M. [I] [H], domicilié [Adresse 1], a formé le pourvoi n° C 22-12.418 contre l’arrêt rendu le 25 mai 2021 par la cour d’appel de Nîmes (5e chambre sociale PH), dans le litige l’opposant à la société AJ pompages, société à responsabilité limitée, dont le siège est [Adresse 2], défenderesse à la cassation.

Le demandeur invoque, à l’appui de son pourvoi, un moyen de cassation.

Le dossier a été communiqué au procureur général.

Sur le rapport de Mme Prieur, conseiller référendaire, les observations de Me Haas, avocat de M. [H], de la SARL Boré, Salve de Bruneton et Mégret, avocat de la société AJ pompages, après débats en l’audience publique du 13 juin 2023 où étaient présents Mme Mariette, conseiller doyen faisant fonction de président, Mme Prieur, conseiller référendaire rapporteur, M. Barincou, conseiller, et Mme Aubac, greffier de chambre,

la chambre sociale de la Cour de cassation, composée des président et conseillers précités, après en avoir délibéré conformément à la loi, a rendu le présent arrêt.

Faits et procédure

1. Selon l’arrêt attaqué (Nîmes, 25 mai 2021), M. [H] a été engagé en qualité de chauffeur livreur, le 4 mars 2014, par la société AJ pompages.
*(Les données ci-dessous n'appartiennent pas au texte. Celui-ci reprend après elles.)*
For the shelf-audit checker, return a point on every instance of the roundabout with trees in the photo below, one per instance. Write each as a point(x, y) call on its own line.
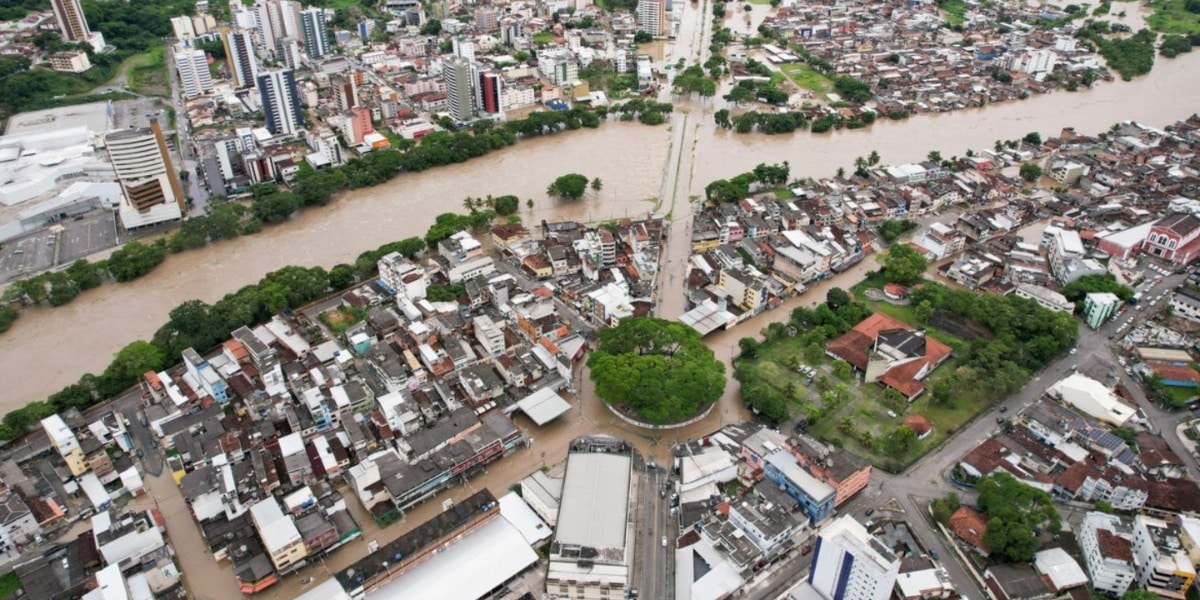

2. Contestant son licenciement, prononcé pour faute grave par lettre du 3 septembre 2015, le salarié a saisi la juridiction prud’homale.

Examen du moyen

Enoncé du moyen

3. Le salarié fait grief à l’arrêt de dire fondé son licenciement pour faute grave et de le débouter de toutes ses demandes, alors « que les salariés concernés doivent être informés, préalablement à la mise en oeuvre d’un traitement de données à caractère personnel, de l’identité du responsable du traitement des données ou de son représentant, de la (ou les) finalité(s) poursuivie(s) par le traitement, des destinataires ou catégories de destinataires de données, de l’existence d’un droit d’accès aux données les concernant, d’un droit de rectification et d’un droit d’opposition pour motif légitime, ainsi que des modalités d’exercice de ces droits ; que, pour retenir une faute grave, la cour d’appel a considéré que les déplacements injustifiés reprochés au salarié étaient établis par les relevés de géolocalisation de son véhicule, que ce procédé avait été déclaré à la CNIL dans le but d’une géolocalisation des véhicules des employés et de la sécurité des biens et des personnes sur les sites, et que le salarié avait été informé par un courrier recommandé des objectifs de l’utilisation de la géolocalisation ; qu’en ne recherchant pas, comme elle y était invitée, si figurait, parmi les finalités du dispositif indiquées tant à la CNIL qu’au salarié, le contrôle de l’activité de ce dernier, la cour d’appel n’a pas donné de base légale à sa décision au regard de l’article 32 de la loi n° 78-17 du 6 janvier 1978 modifiée par la loi n° 2004-801 du 6 août 2004, dans sa version antérieure à l’entrée en vigueur du Règlement général sur la protection des données et des articles 6 et 8 de la Convention de sauvegarde des droits de l’homme et des libertés fondamentales. »

Réponse de la Cour

Vu l’article 32 de la loi n° 78-17 du 6 janvier 1978 modifiée par la loi n° 2004-801 du 6 août 2004, dans sa version antérieure à l’entrée en vigueur du Règlement général sur la protection des données, et les articles L. 1121-1, L. 1222-3 et L. 1222-4 du code du travail :

4. D’abord, aux termes du premier de ces textes, les salariés concernés doivent être informés, préalablement à la mise en oeuvre d’un traitement de données à caractère personnel, de l’identité du responsable du traitement des données ou de son représentant, de la (ou les) finalité(s) poursuivie(s) par le traitement, des destinataires ou catégories de destinataires de données, de l’existence d’un droit d’accès aux données les concernant, d’un droit de rectification et d’un droit d’opposition pour motif légitime, ainsi que des modalités d’exercice de ces droits.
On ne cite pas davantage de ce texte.